A cosa stai lavorando...
Angelo Loy: Diciamo che vivo un periodo in cui i materiali di archivio si sono riproposti in maniera decisa nella mia vita professionale. In particolare, dopo aver girato la prima parte di "
Nel tempo di Cesare", all'inizio del 2000, ho cominciato a lavorare in Kenya, facendo documentari con e su un gruppo di ragazzi di strada di Nairobi. Anche lì ho accumulato materiale di archivio che copre più di dieci anni della loro vita. Ragazzi molto talentuosi, che a quel tempo parteciparono a progetti teatrali, anche di successo internazionale, e audiovisivi. Giovani che per un periodo hanno sognato di potersi svincolare dallo slum in cui vivevano. Questo non è avvenuto. O peggio, qualcuno ce lo siamo perso durante il tragitto. Proprio intorno a questa morte prematura di uno di loro si costruisce il racconto del passato e del presente del progetto su cui sto lavorando. Oggi, infatti, lo stesso gruppo, ormai formato di uomini adulti, sta creando, in memoria del loro amico scomparso, una cooperativa, e si sta faticosamente costruendo una strada per poter meglio sopravvivere nello slum. Anche questo è un documentario complesso, un racconto di formazione, questa volta africana. Lo sto sviluppando insieme a Nicko Kori, uno degli ex ragazzi di strada, che nel frattempo è riuscito fino ad oggi a campare facendo il filmaker a Nairobi.

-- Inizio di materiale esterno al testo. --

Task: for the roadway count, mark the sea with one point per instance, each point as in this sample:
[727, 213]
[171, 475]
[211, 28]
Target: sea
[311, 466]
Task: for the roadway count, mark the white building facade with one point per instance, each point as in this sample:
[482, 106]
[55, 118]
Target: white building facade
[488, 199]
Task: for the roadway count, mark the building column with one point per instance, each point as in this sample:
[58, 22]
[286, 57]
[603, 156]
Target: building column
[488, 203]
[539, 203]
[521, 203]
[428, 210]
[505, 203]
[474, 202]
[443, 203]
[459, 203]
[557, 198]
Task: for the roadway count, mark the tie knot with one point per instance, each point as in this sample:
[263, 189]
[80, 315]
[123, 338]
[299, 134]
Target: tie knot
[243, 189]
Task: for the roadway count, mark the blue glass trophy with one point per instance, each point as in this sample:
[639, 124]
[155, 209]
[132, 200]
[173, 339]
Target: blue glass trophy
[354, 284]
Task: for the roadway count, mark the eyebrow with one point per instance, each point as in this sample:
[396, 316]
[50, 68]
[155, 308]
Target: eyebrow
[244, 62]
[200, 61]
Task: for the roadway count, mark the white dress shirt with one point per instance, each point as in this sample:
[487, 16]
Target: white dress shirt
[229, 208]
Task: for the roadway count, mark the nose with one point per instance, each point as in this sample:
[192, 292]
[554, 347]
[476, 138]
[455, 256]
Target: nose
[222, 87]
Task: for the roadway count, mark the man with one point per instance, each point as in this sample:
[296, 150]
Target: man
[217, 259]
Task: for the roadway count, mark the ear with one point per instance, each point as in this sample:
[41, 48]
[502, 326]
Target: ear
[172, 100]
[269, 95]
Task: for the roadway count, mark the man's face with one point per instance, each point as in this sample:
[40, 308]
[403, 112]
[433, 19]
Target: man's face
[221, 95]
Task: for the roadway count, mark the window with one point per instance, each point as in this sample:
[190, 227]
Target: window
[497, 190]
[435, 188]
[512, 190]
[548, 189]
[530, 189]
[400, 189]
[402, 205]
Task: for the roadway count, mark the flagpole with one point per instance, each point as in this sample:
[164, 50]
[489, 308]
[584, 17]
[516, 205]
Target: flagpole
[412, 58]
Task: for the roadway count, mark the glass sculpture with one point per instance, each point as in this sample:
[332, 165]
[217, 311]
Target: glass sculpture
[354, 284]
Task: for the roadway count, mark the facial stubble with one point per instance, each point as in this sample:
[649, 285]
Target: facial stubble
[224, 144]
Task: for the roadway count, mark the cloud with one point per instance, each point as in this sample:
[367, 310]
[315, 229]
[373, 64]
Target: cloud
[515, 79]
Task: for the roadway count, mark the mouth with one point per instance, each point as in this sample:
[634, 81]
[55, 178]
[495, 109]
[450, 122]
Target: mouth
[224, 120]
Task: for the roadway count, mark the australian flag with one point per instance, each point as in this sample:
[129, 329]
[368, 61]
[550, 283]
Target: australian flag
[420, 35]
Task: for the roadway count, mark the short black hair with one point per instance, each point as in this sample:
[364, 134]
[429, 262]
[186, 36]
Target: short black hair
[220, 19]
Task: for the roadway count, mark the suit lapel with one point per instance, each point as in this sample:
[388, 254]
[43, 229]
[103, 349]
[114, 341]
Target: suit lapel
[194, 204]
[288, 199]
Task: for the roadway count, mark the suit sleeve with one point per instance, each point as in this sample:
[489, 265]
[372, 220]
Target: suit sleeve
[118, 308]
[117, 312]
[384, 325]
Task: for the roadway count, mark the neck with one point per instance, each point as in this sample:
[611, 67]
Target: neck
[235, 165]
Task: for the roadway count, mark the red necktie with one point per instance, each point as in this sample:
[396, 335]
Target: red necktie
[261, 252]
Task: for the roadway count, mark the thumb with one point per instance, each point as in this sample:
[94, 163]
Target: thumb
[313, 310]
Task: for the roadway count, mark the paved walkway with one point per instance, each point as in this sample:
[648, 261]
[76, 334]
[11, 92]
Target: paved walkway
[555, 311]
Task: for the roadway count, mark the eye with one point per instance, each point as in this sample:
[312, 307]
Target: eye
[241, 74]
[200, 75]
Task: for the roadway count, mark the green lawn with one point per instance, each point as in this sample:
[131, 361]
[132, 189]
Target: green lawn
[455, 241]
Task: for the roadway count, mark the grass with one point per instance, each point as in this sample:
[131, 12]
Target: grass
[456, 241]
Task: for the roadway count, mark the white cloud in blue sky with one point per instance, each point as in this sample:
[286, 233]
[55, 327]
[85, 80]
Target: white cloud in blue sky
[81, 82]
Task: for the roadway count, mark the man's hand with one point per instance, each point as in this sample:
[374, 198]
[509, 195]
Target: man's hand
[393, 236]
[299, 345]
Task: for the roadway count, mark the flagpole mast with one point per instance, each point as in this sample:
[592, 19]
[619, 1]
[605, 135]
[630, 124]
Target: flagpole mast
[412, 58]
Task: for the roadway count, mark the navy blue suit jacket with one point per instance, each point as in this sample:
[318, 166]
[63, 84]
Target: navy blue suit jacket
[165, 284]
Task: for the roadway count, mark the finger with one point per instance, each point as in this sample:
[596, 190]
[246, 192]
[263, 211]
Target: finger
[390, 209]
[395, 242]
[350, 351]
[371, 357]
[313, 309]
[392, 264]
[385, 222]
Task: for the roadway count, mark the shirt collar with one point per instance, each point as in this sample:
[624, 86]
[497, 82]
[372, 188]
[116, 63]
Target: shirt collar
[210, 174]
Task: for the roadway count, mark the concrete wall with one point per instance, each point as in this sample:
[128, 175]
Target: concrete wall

Vorrei aggiungere una cosa: l'incontro con i Rosci, con i Ciccioni e con Anwar è stata per me un'occasione di riconciliazione con la mia città. Mi spiego meglio. Roma è una città disfunzionale, aggressiva, isterica. Le sue bellezze sono preda dell'industria turistica, i suoi abitanti sono vittime (ma anche carnefici) del traffico, della burocrazia, della noncuranza e dello spreco. Roma al contrario è vitale nei suoi interstizi, nelle situazioni nascoste ai margini del mainstream, dove è ancora possibile trovare poesia, ironia e autenticità. Sta a noi valorizzare queste situazioni, sostenere la gente che le tiene vive, anche solo con la nostra presenza. Io ho deciso di farlo con un film.